What to Expect from a Post-FARC Colombia

FARC, US Government, public domain, 1971


The war between the government and FARC rebels lasted over 50 years, killed over 200,000 people, and displaced millions. And though the intensity of fighting has ebbed over the past decade, this week’s deal is a truly historic one as it provides an opportunity for closure to those who suffered on both sides of the conflict.

But assuming the deal is approved in a national referendum scheduled for October 2, what can we expect in concrete terms for Colombian society?



The deal calls for FARC to lay down its weapons and begin the transition into a political party. Specifically, the FARC’s remaining militias and troops will be divided up and resettled in 23 different ‘normalization zones.’ These zones will be surrounded by a 1km buffer that cannot be breached by Colombian security forces; they will be where rebels are educated and oriented toward civilian life, issued government ID cards, given health care, etc.

The disarmament and varication process will be overseen by a UN mission composed of unarmed political observers. This mission will collect all of the FARCs weapons, which will then be melted down into three monuments to be built at a later date.

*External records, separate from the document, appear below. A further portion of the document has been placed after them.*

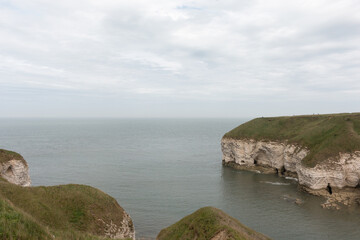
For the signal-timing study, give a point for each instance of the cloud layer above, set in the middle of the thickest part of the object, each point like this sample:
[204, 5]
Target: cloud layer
[179, 58]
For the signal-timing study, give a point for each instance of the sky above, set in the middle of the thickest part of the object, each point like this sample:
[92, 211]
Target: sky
[166, 59]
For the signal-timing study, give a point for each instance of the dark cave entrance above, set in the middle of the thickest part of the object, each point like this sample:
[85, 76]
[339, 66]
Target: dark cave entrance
[329, 189]
[9, 171]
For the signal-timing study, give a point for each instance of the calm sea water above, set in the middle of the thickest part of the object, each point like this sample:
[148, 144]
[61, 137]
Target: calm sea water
[160, 170]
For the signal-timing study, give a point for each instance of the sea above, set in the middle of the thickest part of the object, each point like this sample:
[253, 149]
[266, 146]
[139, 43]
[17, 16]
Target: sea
[160, 170]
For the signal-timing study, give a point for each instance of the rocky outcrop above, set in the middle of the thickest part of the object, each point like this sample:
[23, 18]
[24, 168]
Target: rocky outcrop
[340, 172]
[121, 230]
[15, 171]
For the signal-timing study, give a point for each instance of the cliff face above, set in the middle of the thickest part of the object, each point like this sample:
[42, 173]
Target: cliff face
[15, 171]
[340, 172]
[58, 210]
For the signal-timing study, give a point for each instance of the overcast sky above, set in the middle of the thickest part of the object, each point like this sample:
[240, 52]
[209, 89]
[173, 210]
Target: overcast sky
[162, 58]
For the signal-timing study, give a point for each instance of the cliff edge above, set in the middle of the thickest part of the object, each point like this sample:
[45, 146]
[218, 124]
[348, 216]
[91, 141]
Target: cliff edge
[322, 151]
[209, 223]
[14, 168]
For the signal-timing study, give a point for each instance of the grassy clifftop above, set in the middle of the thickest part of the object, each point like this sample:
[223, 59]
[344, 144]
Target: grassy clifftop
[66, 212]
[209, 223]
[324, 135]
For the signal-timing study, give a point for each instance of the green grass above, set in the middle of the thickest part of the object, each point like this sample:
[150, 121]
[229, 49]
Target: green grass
[16, 225]
[6, 155]
[205, 224]
[324, 135]
[67, 211]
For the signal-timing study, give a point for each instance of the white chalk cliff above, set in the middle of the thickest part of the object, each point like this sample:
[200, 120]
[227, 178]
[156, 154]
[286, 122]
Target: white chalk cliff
[340, 172]
[15, 171]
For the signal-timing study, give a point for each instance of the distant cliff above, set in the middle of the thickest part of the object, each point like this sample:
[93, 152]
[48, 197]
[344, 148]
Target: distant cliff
[56, 212]
[14, 168]
[322, 151]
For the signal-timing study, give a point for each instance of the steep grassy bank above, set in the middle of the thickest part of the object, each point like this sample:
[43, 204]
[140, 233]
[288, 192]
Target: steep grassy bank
[209, 223]
[324, 135]
[66, 212]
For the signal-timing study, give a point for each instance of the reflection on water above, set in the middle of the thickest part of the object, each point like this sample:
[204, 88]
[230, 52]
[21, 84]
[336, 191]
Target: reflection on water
[265, 207]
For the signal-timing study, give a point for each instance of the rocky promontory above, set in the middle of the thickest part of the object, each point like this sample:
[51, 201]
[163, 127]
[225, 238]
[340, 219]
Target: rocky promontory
[56, 212]
[14, 168]
[321, 151]
[209, 223]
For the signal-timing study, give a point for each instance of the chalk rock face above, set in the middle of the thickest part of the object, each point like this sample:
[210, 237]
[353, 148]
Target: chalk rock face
[122, 230]
[270, 154]
[344, 171]
[341, 172]
[16, 172]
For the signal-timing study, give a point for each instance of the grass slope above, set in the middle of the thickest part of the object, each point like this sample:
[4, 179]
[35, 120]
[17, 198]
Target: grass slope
[6, 155]
[208, 224]
[324, 135]
[67, 211]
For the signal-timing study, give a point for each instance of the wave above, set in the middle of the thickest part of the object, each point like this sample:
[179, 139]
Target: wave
[290, 178]
[275, 183]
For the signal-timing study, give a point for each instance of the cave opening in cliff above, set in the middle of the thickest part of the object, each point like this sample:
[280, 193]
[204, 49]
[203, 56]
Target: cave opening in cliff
[329, 189]
[283, 170]
[9, 171]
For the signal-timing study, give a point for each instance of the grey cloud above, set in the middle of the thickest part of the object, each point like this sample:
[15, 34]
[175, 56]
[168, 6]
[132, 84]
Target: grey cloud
[176, 51]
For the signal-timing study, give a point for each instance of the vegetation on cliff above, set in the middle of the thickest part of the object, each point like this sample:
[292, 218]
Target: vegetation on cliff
[324, 135]
[64, 212]
[209, 223]
[6, 155]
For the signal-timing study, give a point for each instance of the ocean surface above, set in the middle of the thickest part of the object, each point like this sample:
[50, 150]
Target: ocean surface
[160, 170]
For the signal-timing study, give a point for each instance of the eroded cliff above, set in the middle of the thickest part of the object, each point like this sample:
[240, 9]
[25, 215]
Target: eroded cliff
[14, 168]
[322, 151]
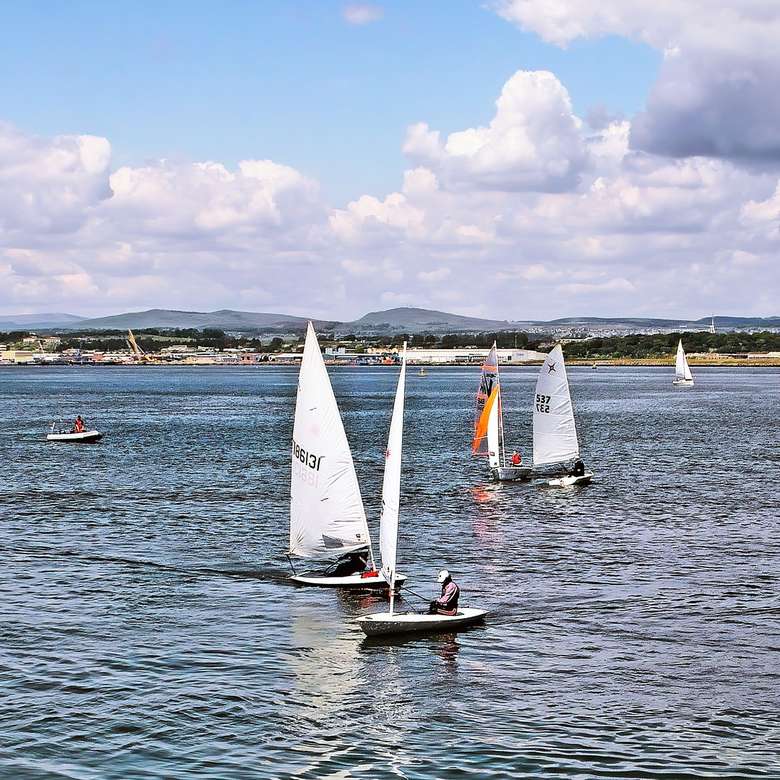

Individual rebels will hand over their weapons to the mission within the normalization zones.

The process will be guaranteed by the Colombian government, which will form mixed (rebel and regular) security units to police and protect newly decommissioned rebels.

The final deal will be voted on by Colombian citizens in a national plebiscite on October 2. Some recent polls find that the overwhelming majority of them are prepared to vote ‘yes.’ Others are showing a much closer race.